Scientific workflow for hypothesis testing in drug discovery: Part 1

0 SHARES

Explore the step-by-step scientific workflow behind drug discovery, from formulating hypotheses to analysing data, ensuring accurate and reliable results.

In drug discovery and biological research, the scientist’s workflow often follows a structured and iterative approach to ensure accuracy, reproducibility and scientific integrity. This article outlines the various stages of such a workflow, from hypothesis generation to data cleaning and interpretation, referencing the project workflow diagram (Figure 1).

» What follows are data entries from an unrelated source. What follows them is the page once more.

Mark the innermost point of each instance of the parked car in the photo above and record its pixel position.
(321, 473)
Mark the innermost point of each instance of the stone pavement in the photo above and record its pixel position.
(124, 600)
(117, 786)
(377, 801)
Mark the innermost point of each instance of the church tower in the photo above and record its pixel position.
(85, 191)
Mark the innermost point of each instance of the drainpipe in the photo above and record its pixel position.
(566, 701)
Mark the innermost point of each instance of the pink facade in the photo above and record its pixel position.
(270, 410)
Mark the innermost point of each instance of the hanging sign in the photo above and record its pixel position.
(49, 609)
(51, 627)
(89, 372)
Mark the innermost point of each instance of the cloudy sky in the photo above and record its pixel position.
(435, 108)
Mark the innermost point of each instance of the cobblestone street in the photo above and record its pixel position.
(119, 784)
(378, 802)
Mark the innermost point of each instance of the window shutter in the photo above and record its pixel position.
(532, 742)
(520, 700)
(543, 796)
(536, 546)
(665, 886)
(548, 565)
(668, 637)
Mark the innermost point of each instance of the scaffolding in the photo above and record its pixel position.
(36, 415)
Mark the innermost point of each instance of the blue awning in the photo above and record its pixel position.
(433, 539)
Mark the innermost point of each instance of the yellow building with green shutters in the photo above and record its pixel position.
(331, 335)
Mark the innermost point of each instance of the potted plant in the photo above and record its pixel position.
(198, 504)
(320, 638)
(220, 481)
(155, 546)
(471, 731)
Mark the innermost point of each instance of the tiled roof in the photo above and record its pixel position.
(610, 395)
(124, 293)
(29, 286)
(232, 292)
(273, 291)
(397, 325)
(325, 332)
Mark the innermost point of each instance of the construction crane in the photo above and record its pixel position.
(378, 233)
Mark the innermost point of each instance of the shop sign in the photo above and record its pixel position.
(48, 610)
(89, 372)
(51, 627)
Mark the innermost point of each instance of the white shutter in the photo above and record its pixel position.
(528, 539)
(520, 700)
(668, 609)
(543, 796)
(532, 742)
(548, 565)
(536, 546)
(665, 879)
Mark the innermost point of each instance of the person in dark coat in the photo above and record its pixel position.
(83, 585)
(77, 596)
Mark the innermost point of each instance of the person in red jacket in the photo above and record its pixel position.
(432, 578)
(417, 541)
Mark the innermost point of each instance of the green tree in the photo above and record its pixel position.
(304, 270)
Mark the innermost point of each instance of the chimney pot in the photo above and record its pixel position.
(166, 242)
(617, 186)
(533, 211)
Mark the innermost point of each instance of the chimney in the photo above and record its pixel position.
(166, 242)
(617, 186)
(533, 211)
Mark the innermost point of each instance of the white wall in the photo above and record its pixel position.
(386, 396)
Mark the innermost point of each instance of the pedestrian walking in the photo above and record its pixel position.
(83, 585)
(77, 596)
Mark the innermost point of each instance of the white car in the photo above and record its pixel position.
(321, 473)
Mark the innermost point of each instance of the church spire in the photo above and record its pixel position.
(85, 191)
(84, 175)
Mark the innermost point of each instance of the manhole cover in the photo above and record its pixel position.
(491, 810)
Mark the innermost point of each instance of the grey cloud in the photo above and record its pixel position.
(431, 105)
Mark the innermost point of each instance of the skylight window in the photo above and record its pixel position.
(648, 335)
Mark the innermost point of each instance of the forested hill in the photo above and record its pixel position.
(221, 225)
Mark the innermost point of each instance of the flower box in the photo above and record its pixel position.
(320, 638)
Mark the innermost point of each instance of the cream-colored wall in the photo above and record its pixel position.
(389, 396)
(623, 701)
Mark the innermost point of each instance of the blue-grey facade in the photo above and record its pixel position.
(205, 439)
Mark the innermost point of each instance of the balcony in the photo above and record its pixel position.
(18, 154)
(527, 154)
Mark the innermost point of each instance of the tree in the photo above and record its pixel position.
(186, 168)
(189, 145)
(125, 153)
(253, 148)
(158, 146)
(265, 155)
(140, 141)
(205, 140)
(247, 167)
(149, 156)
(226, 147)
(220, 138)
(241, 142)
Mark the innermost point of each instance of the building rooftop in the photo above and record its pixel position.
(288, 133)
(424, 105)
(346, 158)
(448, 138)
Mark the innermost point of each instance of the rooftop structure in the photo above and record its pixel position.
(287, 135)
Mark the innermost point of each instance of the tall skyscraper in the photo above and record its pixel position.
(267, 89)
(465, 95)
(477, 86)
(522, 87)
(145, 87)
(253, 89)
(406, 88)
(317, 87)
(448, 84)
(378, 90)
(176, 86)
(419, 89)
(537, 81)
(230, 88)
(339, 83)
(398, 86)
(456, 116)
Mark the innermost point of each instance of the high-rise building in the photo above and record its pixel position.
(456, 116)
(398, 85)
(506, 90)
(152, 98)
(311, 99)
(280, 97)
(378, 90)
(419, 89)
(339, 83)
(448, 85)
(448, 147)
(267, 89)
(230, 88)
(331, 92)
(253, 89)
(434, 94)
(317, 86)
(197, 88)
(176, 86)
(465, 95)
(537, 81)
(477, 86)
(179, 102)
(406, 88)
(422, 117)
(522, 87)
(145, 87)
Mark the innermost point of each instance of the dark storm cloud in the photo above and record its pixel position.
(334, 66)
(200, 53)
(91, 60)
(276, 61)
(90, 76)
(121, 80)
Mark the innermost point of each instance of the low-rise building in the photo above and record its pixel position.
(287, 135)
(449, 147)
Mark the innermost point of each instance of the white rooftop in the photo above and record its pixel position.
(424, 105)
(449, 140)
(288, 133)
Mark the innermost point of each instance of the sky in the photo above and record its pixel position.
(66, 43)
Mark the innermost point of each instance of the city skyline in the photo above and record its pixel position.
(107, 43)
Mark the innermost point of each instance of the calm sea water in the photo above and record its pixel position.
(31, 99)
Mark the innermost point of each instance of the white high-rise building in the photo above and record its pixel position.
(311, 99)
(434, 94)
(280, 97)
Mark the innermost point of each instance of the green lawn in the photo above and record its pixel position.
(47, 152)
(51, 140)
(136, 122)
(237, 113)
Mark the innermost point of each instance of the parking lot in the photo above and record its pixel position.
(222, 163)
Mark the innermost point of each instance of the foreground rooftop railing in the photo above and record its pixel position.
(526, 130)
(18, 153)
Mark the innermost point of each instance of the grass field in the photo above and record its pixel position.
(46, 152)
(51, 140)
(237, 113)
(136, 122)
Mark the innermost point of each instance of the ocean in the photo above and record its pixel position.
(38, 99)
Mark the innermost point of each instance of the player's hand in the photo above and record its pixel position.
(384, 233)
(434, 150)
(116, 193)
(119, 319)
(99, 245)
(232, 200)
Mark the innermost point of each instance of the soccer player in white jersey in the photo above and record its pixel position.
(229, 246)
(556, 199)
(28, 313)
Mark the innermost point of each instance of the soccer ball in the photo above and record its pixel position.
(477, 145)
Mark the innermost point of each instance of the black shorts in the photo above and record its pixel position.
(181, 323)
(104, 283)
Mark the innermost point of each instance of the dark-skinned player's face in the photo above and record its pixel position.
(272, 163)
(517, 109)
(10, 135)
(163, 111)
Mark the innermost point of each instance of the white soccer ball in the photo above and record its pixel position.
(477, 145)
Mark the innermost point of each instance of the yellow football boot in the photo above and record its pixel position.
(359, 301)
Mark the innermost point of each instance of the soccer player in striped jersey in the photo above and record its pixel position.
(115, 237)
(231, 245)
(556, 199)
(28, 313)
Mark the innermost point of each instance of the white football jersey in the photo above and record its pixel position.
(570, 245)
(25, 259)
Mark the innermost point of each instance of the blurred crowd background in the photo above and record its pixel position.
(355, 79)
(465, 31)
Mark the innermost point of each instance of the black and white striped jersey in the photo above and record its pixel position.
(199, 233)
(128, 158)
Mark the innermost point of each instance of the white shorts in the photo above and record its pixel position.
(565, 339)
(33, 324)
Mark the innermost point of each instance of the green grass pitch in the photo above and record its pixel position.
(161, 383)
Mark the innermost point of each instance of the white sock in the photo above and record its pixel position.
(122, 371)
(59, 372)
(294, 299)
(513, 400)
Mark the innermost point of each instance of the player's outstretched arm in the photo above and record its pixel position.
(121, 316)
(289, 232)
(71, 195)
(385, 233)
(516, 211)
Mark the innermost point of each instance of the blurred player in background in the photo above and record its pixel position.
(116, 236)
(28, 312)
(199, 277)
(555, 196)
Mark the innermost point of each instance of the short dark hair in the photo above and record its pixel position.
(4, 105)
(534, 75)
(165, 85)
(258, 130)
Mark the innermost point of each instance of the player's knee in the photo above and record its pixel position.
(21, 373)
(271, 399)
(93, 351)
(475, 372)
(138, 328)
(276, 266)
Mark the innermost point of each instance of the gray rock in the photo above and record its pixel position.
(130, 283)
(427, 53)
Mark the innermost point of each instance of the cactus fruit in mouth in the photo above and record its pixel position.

At the heart of any research is the scientific question. This question shapes the direction of the entire investigation and helps to focus the analysis on specific hypotheses. Following this, it is important to generate hypotheses based on prior research and available datasets. These datasets, which may be either public or proprietary, provide the foundation for all subsequent analysis. Public datasets, while larger, often require careful scrutiny as they may contain noise or inconsistencies that need to be accounted for before beginning analysis.

On the other hand, proprietary datasets tend to be smaller and are generated under more controlled conditions, such as those derived from in-house assays or experiments conducted within a lab. These proprietary datasets typically do not require as much validation as public data but still necessitate a solid understanding of their experimental design and data generation methods.

Once the raw data has been gathered, the next step is to gain a thorough understanding of the data. This includes verifying the experimental design and understanding how the data was generated –whether it was from RNA sequencing, mass spectrometry, or other biological assays. Public datasets, linked papers or supplementary documents often provide essential context about the experimental setup. These linked materials may describe the cell lines used, the specific conditions under which experiments were performed, and any potential limitations of the data. Without this information, the interpretation of the dataset may be speculative or lead to inaccurate conclusions.

The next critical step is the “sanity check” phase, where the integrity of the dataset is assessed. This process involves checking for biological inconsistencies or errors in the data, such as the presence of genes that should not be expressed in certain tissues. For example, while working on diabetes research, one can include proteins involved in bone metabolism in the dataset to ensure that they were not mistakenly expressed in the diabetic samples. If such gene expressions appeared, it would indicate that something was wrong with the data, necessitating further investigation before proceeding with analysis.

Additionally, sanity checks also involve the inclusion of negative controls, where researchers deliberately include genes or proteins that are not expected to be relevant to the condition being studied. This acts as a safeguard against false positives and misinterpretation of the data. By comparing the dataset to known biological patterns, researchers can detect potential anomalies and address them before proceeding to the next step.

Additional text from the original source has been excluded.